Commentaires sur L’argumentation la plus dangereuse en période de

    Besoin et Demande

    Avec les schtroumphs qui achetent 2 pommes au lieu d'une, cela cree une demande superieure et donc une montee des prix, tout comme les actions.

    Cependant, les acquereurs n'achetent une maison que quand ils en ont besoin. Ils n'en achetent pas 2 par speculation. Il n'achetent pas pour faire une plus-value. Contrairement aux pommes ou aux actions.

    Quand on arretent d'acheter les pommes/actions, les prix baissent et on vend d'autant plus.

    Dans notre cas, si l'immobilier baissent un peu. Les occupant ne vendront pas. Il y aura une baisse car les acquereurs ne peuvent plus acheter si cher, mais ce ne sera pas une baisse franche du a la speculation, car les biens deja achetes ne seront pas plus vendu en cas de baisse des prix.
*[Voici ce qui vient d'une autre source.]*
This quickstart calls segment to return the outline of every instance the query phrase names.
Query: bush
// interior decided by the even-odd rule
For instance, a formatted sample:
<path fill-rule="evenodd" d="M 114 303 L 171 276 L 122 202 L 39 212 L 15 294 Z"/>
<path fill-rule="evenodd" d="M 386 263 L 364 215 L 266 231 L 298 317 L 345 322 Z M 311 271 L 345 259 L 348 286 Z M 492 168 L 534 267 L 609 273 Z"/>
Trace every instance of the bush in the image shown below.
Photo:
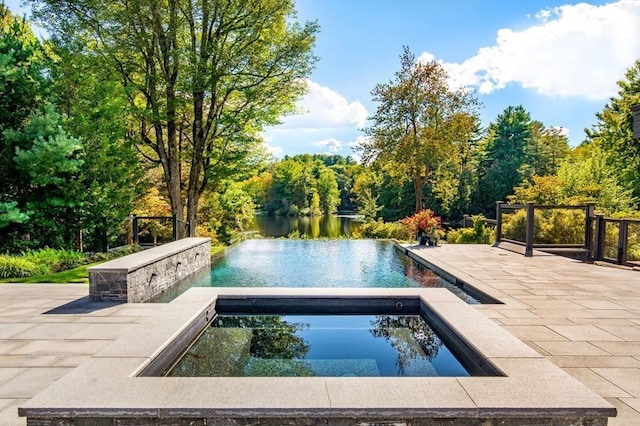
<path fill-rule="evenodd" d="M 0 278 L 22 278 L 44 275 L 46 265 L 37 265 L 21 257 L 0 255 Z"/>
<path fill-rule="evenodd" d="M 40 249 L 22 256 L 0 255 L 0 278 L 22 278 L 62 272 L 93 262 L 104 262 L 142 250 L 131 245 L 109 253 L 87 254 L 73 250 Z"/>
<path fill-rule="evenodd" d="M 495 241 L 495 232 L 487 228 L 487 219 L 483 215 L 473 216 L 473 227 L 454 229 L 447 233 L 450 244 L 491 244 Z"/>
<path fill-rule="evenodd" d="M 55 273 L 76 268 L 87 263 L 87 255 L 73 250 L 54 250 L 50 248 L 34 250 L 22 255 L 22 259 L 44 265 L 45 273 Z"/>
<path fill-rule="evenodd" d="M 412 240 L 414 236 L 409 232 L 409 228 L 400 222 L 383 222 L 378 219 L 377 222 L 370 221 L 360 225 L 358 236 L 361 238 L 376 239 L 396 239 L 401 241 Z"/>

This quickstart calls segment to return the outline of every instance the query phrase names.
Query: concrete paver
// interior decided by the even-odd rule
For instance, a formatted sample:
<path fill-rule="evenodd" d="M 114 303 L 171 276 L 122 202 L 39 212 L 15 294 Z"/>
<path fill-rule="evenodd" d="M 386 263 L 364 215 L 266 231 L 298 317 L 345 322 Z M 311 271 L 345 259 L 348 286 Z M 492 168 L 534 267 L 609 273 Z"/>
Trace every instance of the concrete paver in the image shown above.
<path fill-rule="evenodd" d="M 0 425 L 159 305 L 96 304 L 86 284 L 0 284 Z"/>
<path fill-rule="evenodd" d="M 477 309 L 605 397 L 610 425 L 640 424 L 640 272 L 482 245 L 411 249 L 504 302 Z"/>

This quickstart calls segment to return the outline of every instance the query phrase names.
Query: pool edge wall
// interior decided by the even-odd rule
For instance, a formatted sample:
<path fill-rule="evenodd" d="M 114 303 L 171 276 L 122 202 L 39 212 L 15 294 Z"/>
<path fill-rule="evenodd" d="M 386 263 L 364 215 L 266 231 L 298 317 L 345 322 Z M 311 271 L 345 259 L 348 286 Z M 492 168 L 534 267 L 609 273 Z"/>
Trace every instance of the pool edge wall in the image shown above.
<path fill-rule="evenodd" d="M 505 377 L 139 377 L 219 294 L 417 297 Z M 20 409 L 28 425 L 605 425 L 607 401 L 445 289 L 192 288 Z M 127 423 L 129 422 L 129 423 Z"/>
<path fill-rule="evenodd" d="M 210 238 L 183 238 L 87 268 L 94 302 L 147 302 L 211 266 Z"/>

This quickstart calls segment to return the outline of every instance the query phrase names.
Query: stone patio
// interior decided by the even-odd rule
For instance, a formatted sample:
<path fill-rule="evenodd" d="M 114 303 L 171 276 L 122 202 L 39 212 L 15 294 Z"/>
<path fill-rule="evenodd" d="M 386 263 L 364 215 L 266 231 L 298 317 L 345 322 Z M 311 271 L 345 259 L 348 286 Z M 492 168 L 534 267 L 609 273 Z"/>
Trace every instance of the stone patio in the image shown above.
<path fill-rule="evenodd" d="M 640 273 L 489 246 L 412 251 L 503 302 L 474 309 L 640 424 Z M 87 285 L 0 285 L 0 424 L 161 305 L 88 301 Z"/>

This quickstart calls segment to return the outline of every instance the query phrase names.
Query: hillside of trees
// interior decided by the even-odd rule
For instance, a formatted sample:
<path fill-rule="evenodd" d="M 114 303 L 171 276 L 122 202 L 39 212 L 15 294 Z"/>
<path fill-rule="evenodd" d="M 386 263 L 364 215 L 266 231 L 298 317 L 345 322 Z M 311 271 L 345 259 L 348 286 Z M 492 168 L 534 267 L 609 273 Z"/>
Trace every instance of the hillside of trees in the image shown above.
<path fill-rule="evenodd" d="M 372 89 L 379 107 L 353 156 L 276 160 L 260 134 L 304 92 L 317 24 L 295 22 L 291 0 L 249 14 L 129 6 L 38 2 L 42 41 L 0 5 L 0 252 L 72 249 L 80 236 L 99 250 L 123 238 L 131 214 L 174 214 L 219 242 L 256 211 L 389 222 L 429 208 L 456 222 L 493 217 L 502 200 L 638 217 L 640 60 L 571 147 L 523 105 L 482 127 L 473 94 L 405 48 L 396 75 Z M 207 26 L 227 33 L 205 37 Z"/>

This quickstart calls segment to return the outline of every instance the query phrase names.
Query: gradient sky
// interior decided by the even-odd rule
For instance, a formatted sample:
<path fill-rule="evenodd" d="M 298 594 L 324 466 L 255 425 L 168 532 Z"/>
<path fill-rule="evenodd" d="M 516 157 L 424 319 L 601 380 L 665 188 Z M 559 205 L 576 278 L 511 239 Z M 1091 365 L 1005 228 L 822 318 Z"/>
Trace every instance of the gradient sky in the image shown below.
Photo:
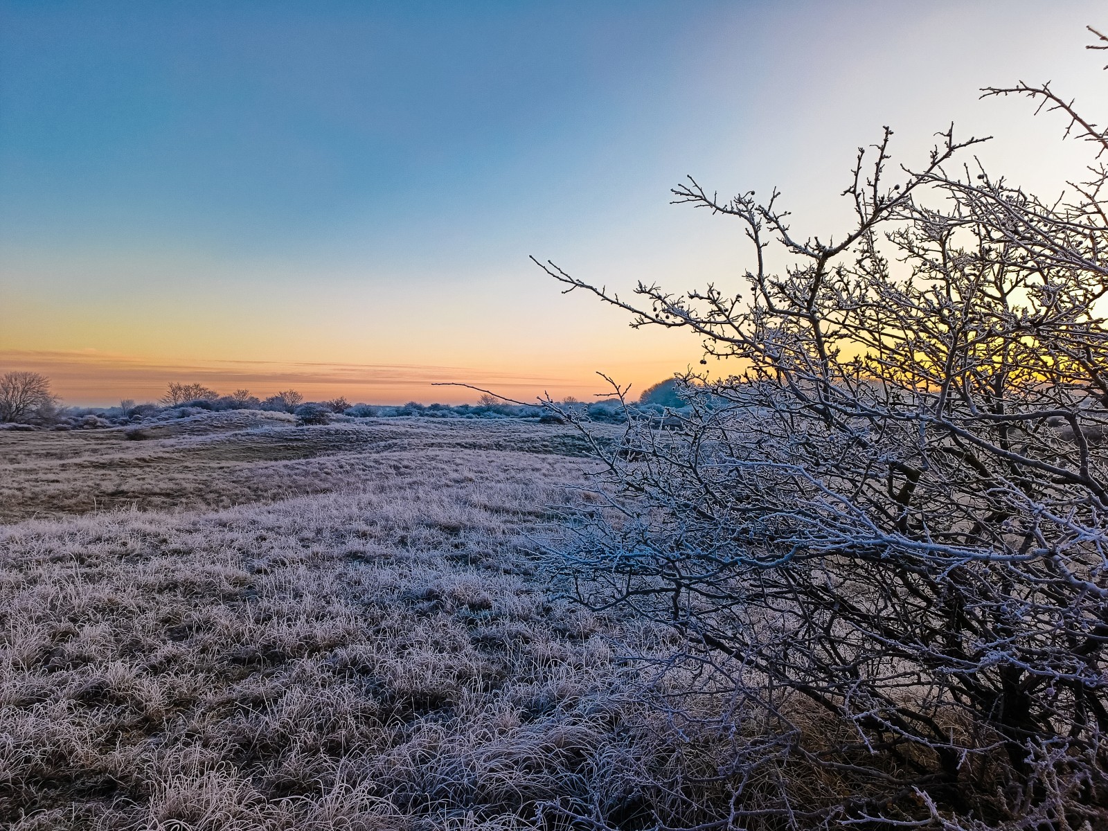
<path fill-rule="evenodd" d="M 627 289 L 741 273 L 694 174 L 777 184 L 842 227 L 854 148 L 934 131 L 1054 193 L 1057 120 L 978 88 L 1053 79 L 1108 110 L 1099 2 L 0 0 L 0 371 L 69 403 L 168 380 L 380 403 L 638 389 L 681 332 L 563 296 L 527 255 Z"/>

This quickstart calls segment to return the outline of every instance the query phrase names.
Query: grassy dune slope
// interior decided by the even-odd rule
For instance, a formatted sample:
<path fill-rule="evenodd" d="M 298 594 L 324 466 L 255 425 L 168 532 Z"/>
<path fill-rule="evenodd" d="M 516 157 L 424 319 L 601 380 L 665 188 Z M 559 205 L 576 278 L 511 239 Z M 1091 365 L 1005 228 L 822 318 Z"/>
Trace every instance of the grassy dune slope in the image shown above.
<path fill-rule="evenodd" d="M 564 429 L 235 418 L 0 434 L 0 823 L 633 828 L 673 798 L 617 624 L 532 553 L 591 464 Z"/>

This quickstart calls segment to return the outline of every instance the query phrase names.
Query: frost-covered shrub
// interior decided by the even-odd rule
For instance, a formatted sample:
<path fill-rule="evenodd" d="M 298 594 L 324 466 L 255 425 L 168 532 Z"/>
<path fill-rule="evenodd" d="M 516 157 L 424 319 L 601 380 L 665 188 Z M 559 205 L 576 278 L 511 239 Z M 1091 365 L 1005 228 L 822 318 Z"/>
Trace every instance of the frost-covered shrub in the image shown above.
<path fill-rule="evenodd" d="M 300 404 L 294 411 L 300 424 L 328 424 L 331 420 L 331 408 L 316 401 Z"/>
<path fill-rule="evenodd" d="M 96 430 L 100 428 L 111 427 L 112 422 L 90 412 L 81 419 L 80 425 L 85 430 Z"/>
<path fill-rule="evenodd" d="M 619 401 L 596 401 L 588 406 L 588 418 L 608 424 L 620 424 L 627 420 L 623 404 Z"/>
<path fill-rule="evenodd" d="M 356 419 L 371 419 L 377 416 L 377 407 L 371 407 L 369 404 L 355 404 L 353 407 L 348 407 L 342 411 L 343 416 L 350 416 Z"/>

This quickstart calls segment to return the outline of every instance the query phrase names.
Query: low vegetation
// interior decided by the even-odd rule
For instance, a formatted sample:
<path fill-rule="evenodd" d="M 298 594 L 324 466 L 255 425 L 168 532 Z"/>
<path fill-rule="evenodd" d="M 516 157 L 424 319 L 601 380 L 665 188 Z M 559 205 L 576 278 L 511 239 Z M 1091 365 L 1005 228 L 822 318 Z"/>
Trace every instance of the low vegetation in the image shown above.
<path fill-rule="evenodd" d="M 558 599 L 536 556 L 587 497 L 572 430 L 150 430 L 0 434 L 6 828 L 697 815 L 611 640 L 668 635 Z"/>

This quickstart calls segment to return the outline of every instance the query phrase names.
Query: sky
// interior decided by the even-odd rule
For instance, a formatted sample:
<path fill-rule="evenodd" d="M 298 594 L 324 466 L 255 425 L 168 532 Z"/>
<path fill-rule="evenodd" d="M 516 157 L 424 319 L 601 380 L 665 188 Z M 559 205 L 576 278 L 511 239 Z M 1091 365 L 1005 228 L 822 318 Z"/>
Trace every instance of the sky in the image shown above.
<path fill-rule="evenodd" d="M 979 88 L 1051 80 L 1108 117 L 1084 0 L 0 0 L 0 372 L 71 404 L 168 381 L 460 402 L 633 390 L 686 332 L 560 285 L 739 280 L 694 175 L 845 228 L 858 146 L 954 122 L 1056 193 L 1064 124 Z"/>

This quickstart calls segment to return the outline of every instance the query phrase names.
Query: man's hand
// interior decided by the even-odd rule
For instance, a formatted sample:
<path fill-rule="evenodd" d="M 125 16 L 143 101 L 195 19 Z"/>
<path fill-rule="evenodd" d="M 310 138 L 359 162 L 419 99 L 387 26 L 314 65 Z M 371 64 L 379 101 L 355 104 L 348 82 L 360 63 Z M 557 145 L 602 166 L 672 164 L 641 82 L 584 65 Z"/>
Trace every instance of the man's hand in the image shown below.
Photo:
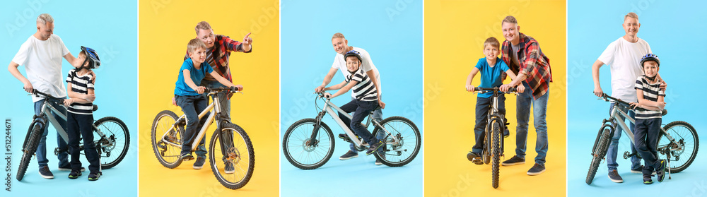
<path fill-rule="evenodd" d="M 317 87 L 317 88 L 314 88 L 314 92 L 321 92 L 322 91 L 324 91 L 324 88 L 325 88 L 324 85 L 320 85 L 319 87 Z"/>
<path fill-rule="evenodd" d="M 602 87 L 595 86 L 594 87 L 594 95 L 597 97 L 602 97 L 604 95 L 604 91 L 602 91 Z"/>
<path fill-rule="evenodd" d="M 474 85 L 467 85 L 467 92 L 474 92 Z"/>
<path fill-rule="evenodd" d="M 250 45 L 251 43 L 253 43 L 253 39 L 249 36 L 250 36 L 250 32 L 243 37 L 243 44 Z"/>

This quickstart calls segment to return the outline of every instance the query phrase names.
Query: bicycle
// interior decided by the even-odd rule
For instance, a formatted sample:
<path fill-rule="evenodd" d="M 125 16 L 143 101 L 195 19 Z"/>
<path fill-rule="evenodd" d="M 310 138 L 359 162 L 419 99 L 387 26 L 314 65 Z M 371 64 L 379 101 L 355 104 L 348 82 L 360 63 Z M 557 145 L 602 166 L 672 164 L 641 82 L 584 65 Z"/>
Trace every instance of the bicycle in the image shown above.
<path fill-rule="evenodd" d="M 66 131 L 59 124 L 57 119 L 59 118 L 66 121 L 66 114 L 53 107 L 53 105 L 62 106 L 65 109 L 64 99 L 54 97 L 37 90 L 33 90 L 32 92 L 30 95 L 35 95 L 44 97 L 45 101 L 42 105 L 41 114 L 39 116 L 34 115 L 32 117 L 32 123 L 30 124 L 30 128 L 25 136 L 25 141 L 22 144 L 22 158 L 20 160 L 20 167 L 16 177 L 18 181 L 22 181 L 22 178 L 24 177 L 25 173 L 27 172 L 27 167 L 32 160 L 32 156 L 37 151 L 40 138 L 42 137 L 44 129 L 48 126 L 47 123 L 54 126 L 57 132 L 64 141 L 69 141 L 69 135 L 66 133 Z M 93 105 L 93 111 L 95 112 L 98 109 L 98 106 Z M 66 112 L 66 109 L 64 111 Z M 58 117 L 52 114 L 52 112 L 57 114 Z M 99 160 L 100 160 L 101 169 L 109 169 L 118 165 L 125 157 L 130 144 L 130 135 L 125 123 L 116 117 L 103 117 L 93 122 L 93 132 L 95 132 L 94 136 L 98 136 L 93 141 L 93 143 L 95 144 L 98 155 L 100 156 Z M 81 140 L 79 140 L 79 150 L 83 150 L 83 142 Z M 68 151 L 68 148 L 61 150 L 57 148 L 54 149 L 54 154 L 58 155 L 59 153 Z M 117 153 L 117 155 L 114 153 Z"/>
<path fill-rule="evenodd" d="M 626 123 L 621 121 L 621 117 L 629 119 L 631 123 L 635 123 L 636 120 L 631 119 L 624 112 L 628 112 L 631 109 L 631 105 L 628 102 L 620 99 L 612 97 L 603 94 L 599 100 L 606 102 L 614 102 L 615 107 L 611 111 L 611 116 L 609 119 L 604 119 L 602 127 L 599 129 L 599 133 L 594 142 L 594 147 L 592 148 L 592 162 L 589 167 L 589 172 L 587 173 L 587 184 L 591 184 L 594 180 L 594 177 L 597 174 L 599 163 L 607 154 L 607 149 L 609 148 L 609 143 L 617 126 L 621 126 L 624 130 L 624 133 L 629 136 L 629 139 L 633 141 L 633 133 L 630 132 L 629 126 Z M 636 107 L 638 109 L 643 109 Z M 629 109 L 632 110 L 632 109 Z M 665 116 L 667 110 L 663 109 L 662 115 Z M 664 124 L 665 125 L 665 124 Z M 682 121 L 675 121 L 665 125 L 660 129 L 658 136 L 658 157 L 667 161 L 668 179 L 672 179 L 672 173 L 678 173 L 687 168 L 692 162 L 695 160 L 697 155 L 697 150 L 699 147 L 699 139 L 697 136 L 697 131 L 695 128 L 689 123 Z M 627 159 L 637 154 L 629 154 L 628 151 L 624 153 L 624 159 Z M 637 155 L 640 157 L 640 155 Z M 687 156 L 687 159 L 681 160 L 681 157 Z M 684 158 L 684 157 L 683 157 Z M 672 163 L 677 162 L 674 165 Z"/>
<path fill-rule="evenodd" d="M 341 112 L 351 119 L 351 116 L 325 98 L 323 92 L 317 92 L 315 105 L 319 111 L 317 101 L 321 99 L 325 103 L 324 108 L 315 119 L 299 120 L 287 129 L 282 139 L 282 149 L 285 157 L 295 167 L 302 169 L 313 169 L 324 165 L 334 153 L 334 141 L 332 129 L 322 121 L 325 115 L 329 114 L 341 126 L 358 151 L 368 149 L 368 145 L 361 141 L 355 133 L 339 118 Z M 375 110 L 373 110 L 375 111 Z M 400 167 L 412 161 L 420 151 L 420 131 L 417 126 L 408 119 L 402 117 L 388 117 L 379 121 L 368 115 L 366 126 L 371 124 L 375 126 L 373 136 L 379 132 L 385 132 L 381 141 L 382 151 L 373 154 L 381 163 L 390 167 Z M 323 131 L 322 131 L 323 129 Z M 298 153 L 298 155 L 293 155 Z M 385 157 L 381 157 L 381 155 Z"/>
<path fill-rule="evenodd" d="M 217 127 L 211 135 L 209 148 L 211 172 L 221 185 L 230 189 L 238 189 L 245 186 L 253 175 L 255 154 L 247 133 L 240 126 L 230 121 L 228 114 L 222 110 L 218 101 L 223 94 L 243 93 L 233 88 L 206 88 L 205 92 L 209 92 L 206 97 L 212 98 L 213 102 L 199 114 L 199 119 L 204 118 L 209 112 L 211 113 L 206 117 L 204 126 L 197 128 L 199 133 L 191 145 L 192 152 L 197 150 L 197 146 L 206 135 L 206 129 L 216 119 Z M 153 150 L 157 160 L 167 168 L 173 169 L 182 164 L 180 153 L 186 124 L 186 115 L 177 118 L 177 114 L 170 110 L 160 112 L 153 121 Z M 221 154 L 223 166 L 216 162 L 216 153 Z M 227 170 L 226 167 L 232 168 L 233 172 Z"/>
<path fill-rule="evenodd" d="M 484 149 L 481 150 L 481 158 L 472 157 L 471 153 L 467 154 L 467 159 L 477 165 L 491 163 L 491 186 L 498 188 L 498 174 L 501 157 L 503 156 L 503 133 L 506 126 L 505 117 L 498 112 L 498 97 L 502 94 L 516 94 L 515 88 L 510 88 L 508 92 L 501 92 L 496 87 L 486 88 L 474 88 L 474 91 L 479 93 L 493 92 L 491 107 L 489 109 L 486 115 L 486 126 L 484 131 Z M 493 161 L 493 162 L 491 162 Z"/>

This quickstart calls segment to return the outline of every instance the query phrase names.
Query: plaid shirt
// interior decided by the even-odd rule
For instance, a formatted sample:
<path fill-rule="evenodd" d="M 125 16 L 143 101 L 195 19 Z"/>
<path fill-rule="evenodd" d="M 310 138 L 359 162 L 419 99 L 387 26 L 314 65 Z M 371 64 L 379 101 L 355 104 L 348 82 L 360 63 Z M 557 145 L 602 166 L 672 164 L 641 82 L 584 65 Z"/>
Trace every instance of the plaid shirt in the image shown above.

    Si j'habite ma maison, je ne vais pas la vendre si le prix a baisser. JE continue d'y habiter.

    CQFD.

    Posté par morcel, 07 octobre 2005 à 13:10 | | Répondre
  • tout a fait d'accord avec cette remarquable analyse !!!
    Autre exemple de pensée unique : le nombre de médecin était annoncé comme largement excessif il y a encore 6 ans, alors qu'on pleure aujourd'hui pour en trouver dans les campagnes, et qu'on va perdre 30 % des effectifs les 8 prochaines années...

    Posté par kriss64, 11 octobre 2005 à 10:09 | | Répondre
  • pour repondre à Morcel:

    On ne vend pas toujours quand on veut!

    Les aléas de la vie (naissances, divorces, perte d'emploi, mobilité professionnel) font que l'on est parfois obligé de déménager un jour ou l'autre dans sa vie.
    Et dans cette situation, en cas de baisse de l'immo, je te souhaite bon courage avec ta banque!